Due to their close relationship with wildcats, domestic cats can still mate with them. In some regions such as Scotland and Hungary, this has caused serious issues as domestic cats interbreeding with native wildcats has led to a decreasing number of genetically distinct wildcats.
Cats in various cultures
In ancient Egypt, archaeological findings show that cats were kept in households and revered animals. At that time, the relationship between ancient Egyptians and cats had significant meaning; they highly esteemed cats, even worshipping them, believing that cats symbolized sacred qualities such as vitality, fertility, power, wealth, and justice.

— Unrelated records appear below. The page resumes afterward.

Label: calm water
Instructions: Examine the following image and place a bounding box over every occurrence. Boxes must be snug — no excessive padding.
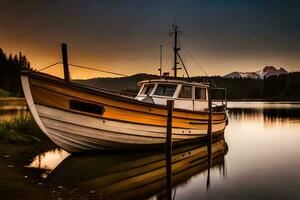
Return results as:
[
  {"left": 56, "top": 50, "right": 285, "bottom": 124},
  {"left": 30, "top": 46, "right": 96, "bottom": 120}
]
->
[{"left": 4, "top": 102, "right": 300, "bottom": 199}]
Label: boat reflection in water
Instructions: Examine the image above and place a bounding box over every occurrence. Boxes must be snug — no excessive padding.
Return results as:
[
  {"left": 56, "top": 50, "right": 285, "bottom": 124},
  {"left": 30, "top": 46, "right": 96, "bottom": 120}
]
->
[{"left": 27, "top": 139, "right": 227, "bottom": 199}]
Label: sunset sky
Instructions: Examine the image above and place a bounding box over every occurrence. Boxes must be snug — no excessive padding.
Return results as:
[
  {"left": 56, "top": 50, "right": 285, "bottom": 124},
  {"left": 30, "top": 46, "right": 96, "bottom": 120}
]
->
[{"left": 0, "top": 0, "right": 300, "bottom": 78}]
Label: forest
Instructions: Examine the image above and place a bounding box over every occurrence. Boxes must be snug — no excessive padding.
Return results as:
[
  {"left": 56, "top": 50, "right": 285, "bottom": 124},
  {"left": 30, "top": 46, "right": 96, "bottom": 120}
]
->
[
  {"left": 0, "top": 48, "right": 31, "bottom": 96},
  {"left": 0, "top": 48, "right": 300, "bottom": 100}
]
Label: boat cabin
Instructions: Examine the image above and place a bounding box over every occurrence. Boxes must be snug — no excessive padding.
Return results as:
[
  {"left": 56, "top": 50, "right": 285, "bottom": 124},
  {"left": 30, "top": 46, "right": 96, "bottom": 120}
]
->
[{"left": 135, "top": 79, "right": 209, "bottom": 111}]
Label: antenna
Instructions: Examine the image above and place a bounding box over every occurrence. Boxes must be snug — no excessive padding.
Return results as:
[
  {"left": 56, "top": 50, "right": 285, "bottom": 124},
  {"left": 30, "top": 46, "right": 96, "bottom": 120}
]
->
[{"left": 169, "top": 22, "right": 182, "bottom": 78}]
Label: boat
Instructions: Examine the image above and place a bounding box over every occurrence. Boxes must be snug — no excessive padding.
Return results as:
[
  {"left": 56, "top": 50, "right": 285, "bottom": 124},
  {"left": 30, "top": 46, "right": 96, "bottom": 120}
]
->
[
  {"left": 37, "top": 139, "right": 228, "bottom": 199},
  {"left": 21, "top": 26, "right": 228, "bottom": 152}
]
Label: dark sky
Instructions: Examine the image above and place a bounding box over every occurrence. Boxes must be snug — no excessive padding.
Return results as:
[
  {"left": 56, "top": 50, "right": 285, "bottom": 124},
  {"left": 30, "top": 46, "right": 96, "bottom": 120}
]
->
[{"left": 0, "top": 0, "right": 300, "bottom": 78}]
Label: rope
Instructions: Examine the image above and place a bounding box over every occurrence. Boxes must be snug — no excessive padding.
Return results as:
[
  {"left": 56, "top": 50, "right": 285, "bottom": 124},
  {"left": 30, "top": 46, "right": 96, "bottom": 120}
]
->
[
  {"left": 180, "top": 40, "right": 227, "bottom": 102},
  {"left": 38, "top": 62, "right": 61, "bottom": 72},
  {"left": 69, "top": 63, "right": 128, "bottom": 77},
  {"left": 38, "top": 62, "right": 128, "bottom": 77}
]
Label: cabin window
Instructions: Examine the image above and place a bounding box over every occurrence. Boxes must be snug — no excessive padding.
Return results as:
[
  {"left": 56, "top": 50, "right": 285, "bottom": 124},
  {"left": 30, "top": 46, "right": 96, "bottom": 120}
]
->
[
  {"left": 154, "top": 84, "right": 177, "bottom": 97},
  {"left": 195, "top": 87, "right": 206, "bottom": 100},
  {"left": 178, "top": 85, "right": 192, "bottom": 99},
  {"left": 70, "top": 100, "right": 104, "bottom": 115},
  {"left": 141, "top": 84, "right": 154, "bottom": 95}
]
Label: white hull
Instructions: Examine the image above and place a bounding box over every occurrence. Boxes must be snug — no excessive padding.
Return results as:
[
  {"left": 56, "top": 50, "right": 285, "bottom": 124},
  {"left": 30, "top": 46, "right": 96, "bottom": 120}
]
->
[{"left": 22, "top": 76, "right": 224, "bottom": 152}]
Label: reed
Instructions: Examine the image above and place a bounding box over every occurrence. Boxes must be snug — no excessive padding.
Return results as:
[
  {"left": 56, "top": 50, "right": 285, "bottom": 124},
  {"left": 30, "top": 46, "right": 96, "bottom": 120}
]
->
[{"left": 0, "top": 111, "right": 46, "bottom": 144}]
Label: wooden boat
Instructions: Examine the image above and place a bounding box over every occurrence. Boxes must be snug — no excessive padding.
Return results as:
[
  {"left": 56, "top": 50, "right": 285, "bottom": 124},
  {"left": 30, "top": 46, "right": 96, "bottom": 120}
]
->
[
  {"left": 47, "top": 139, "right": 227, "bottom": 199},
  {"left": 21, "top": 25, "right": 227, "bottom": 152}
]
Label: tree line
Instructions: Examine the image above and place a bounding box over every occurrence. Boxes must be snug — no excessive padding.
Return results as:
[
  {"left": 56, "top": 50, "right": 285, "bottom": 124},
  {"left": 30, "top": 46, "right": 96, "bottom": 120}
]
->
[
  {"left": 0, "top": 48, "right": 300, "bottom": 100},
  {"left": 0, "top": 48, "right": 31, "bottom": 96},
  {"left": 192, "top": 72, "right": 300, "bottom": 100}
]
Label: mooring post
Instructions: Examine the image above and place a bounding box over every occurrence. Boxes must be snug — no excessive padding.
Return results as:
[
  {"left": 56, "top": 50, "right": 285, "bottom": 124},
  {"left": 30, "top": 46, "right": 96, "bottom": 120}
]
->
[
  {"left": 207, "top": 89, "right": 212, "bottom": 139},
  {"left": 206, "top": 89, "right": 213, "bottom": 191},
  {"left": 61, "top": 43, "right": 70, "bottom": 82},
  {"left": 166, "top": 100, "right": 174, "bottom": 200}
]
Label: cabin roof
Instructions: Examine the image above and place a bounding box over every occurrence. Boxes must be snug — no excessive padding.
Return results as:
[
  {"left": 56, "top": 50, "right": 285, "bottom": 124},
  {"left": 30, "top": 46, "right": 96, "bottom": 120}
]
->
[{"left": 138, "top": 79, "right": 209, "bottom": 87}]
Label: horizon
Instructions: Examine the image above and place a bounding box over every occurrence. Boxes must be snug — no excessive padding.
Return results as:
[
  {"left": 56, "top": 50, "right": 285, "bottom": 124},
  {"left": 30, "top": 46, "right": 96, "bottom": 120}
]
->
[{"left": 0, "top": 0, "right": 300, "bottom": 79}]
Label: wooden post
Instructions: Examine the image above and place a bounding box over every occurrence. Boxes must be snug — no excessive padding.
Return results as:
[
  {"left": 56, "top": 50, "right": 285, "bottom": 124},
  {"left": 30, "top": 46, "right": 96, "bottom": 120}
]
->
[
  {"left": 206, "top": 89, "right": 213, "bottom": 191},
  {"left": 61, "top": 43, "right": 70, "bottom": 82},
  {"left": 166, "top": 100, "right": 174, "bottom": 200},
  {"left": 207, "top": 89, "right": 212, "bottom": 138}
]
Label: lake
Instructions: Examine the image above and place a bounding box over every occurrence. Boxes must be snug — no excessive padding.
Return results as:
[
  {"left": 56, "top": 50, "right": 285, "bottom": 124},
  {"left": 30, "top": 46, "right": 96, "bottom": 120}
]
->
[{"left": 1, "top": 102, "right": 300, "bottom": 199}]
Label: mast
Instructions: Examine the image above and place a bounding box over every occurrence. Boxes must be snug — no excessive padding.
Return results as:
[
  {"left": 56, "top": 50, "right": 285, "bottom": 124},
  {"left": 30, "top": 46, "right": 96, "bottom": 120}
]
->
[
  {"left": 169, "top": 24, "right": 182, "bottom": 78},
  {"left": 159, "top": 45, "right": 162, "bottom": 77}
]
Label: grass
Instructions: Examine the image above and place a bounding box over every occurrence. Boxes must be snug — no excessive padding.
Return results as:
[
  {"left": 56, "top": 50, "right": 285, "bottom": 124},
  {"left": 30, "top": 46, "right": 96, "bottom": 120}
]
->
[{"left": 0, "top": 111, "right": 47, "bottom": 144}]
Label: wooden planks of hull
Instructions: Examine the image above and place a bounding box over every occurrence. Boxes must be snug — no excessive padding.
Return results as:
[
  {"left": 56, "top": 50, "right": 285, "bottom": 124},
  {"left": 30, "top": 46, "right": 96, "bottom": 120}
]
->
[{"left": 22, "top": 72, "right": 227, "bottom": 152}]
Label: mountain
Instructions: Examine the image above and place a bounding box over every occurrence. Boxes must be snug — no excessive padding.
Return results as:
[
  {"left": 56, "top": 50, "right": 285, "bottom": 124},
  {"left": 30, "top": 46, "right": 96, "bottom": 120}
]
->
[{"left": 224, "top": 66, "right": 288, "bottom": 79}]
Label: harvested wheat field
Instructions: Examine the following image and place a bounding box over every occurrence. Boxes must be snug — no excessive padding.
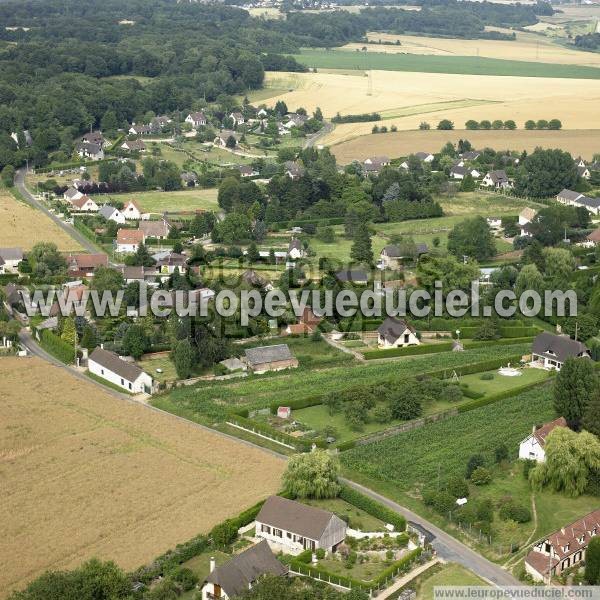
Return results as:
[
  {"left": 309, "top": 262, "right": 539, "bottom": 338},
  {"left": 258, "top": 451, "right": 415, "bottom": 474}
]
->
[
  {"left": 356, "top": 30, "right": 600, "bottom": 67},
  {"left": 267, "top": 71, "right": 600, "bottom": 145},
  {"left": 331, "top": 129, "right": 600, "bottom": 164},
  {"left": 0, "top": 190, "right": 81, "bottom": 251},
  {"left": 0, "top": 358, "right": 284, "bottom": 596}
]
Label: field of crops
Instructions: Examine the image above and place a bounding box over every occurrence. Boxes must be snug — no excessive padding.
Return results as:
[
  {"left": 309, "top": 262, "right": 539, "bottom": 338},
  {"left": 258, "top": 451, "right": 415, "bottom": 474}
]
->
[
  {"left": 152, "top": 344, "right": 530, "bottom": 423},
  {"left": 341, "top": 386, "right": 554, "bottom": 493}
]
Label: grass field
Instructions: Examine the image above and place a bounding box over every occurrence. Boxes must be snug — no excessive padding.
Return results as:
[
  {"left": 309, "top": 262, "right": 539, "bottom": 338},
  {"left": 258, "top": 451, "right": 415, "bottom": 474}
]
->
[
  {"left": 105, "top": 188, "right": 219, "bottom": 213},
  {"left": 0, "top": 189, "right": 81, "bottom": 251},
  {"left": 331, "top": 126, "right": 600, "bottom": 164},
  {"left": 0, "top": 358, "right": 284, "bottom": 596}
]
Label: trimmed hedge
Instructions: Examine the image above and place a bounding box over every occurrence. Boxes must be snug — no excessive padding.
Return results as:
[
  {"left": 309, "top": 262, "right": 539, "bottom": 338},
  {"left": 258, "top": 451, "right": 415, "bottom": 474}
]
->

In Norse mythology, the goddess Freyja symbolizes love, beauty, fertility, power, and wealth. Goddess Freyja is often depicted alongside cats. In ancient Norse folklore, farmers who sought protection for their crops would leave bowls of milk in the fields, believing that it would invite the service of Freyja’s cats to protect the fields from rodent infestations.
In Japan, cats with bobtails symbolize good fortune and promising futures. The “maneki neko” (beckoning cat) symbolizes luck and prosperity. The “maneki neko” is often depicted as a cat with a bobtail sitting on its hind legs, with one front paw raised in a waving gesture.
In the Islamic community, cats are considered respected and protected animals. They are treated with the utmost care, with the belief that cats exist in both the living and afterlife worlds. Hence, no one wants to “offend” a cat and be judged when they pass away. Overall, Muslim communities worldwide believe treating cats well is virtuous. The cat is one of the twelve zodiac animals in Vietnam, representing the Year of the Cat.
In many cultures, from East to West, cats are believed to have multiple “lives,” although the specific number of “lives” attributed to cats in different cultures may vary. However, this belief is based on observing cats’ flexible, agile, and quick nature, allowing them to escape life-threatening situations.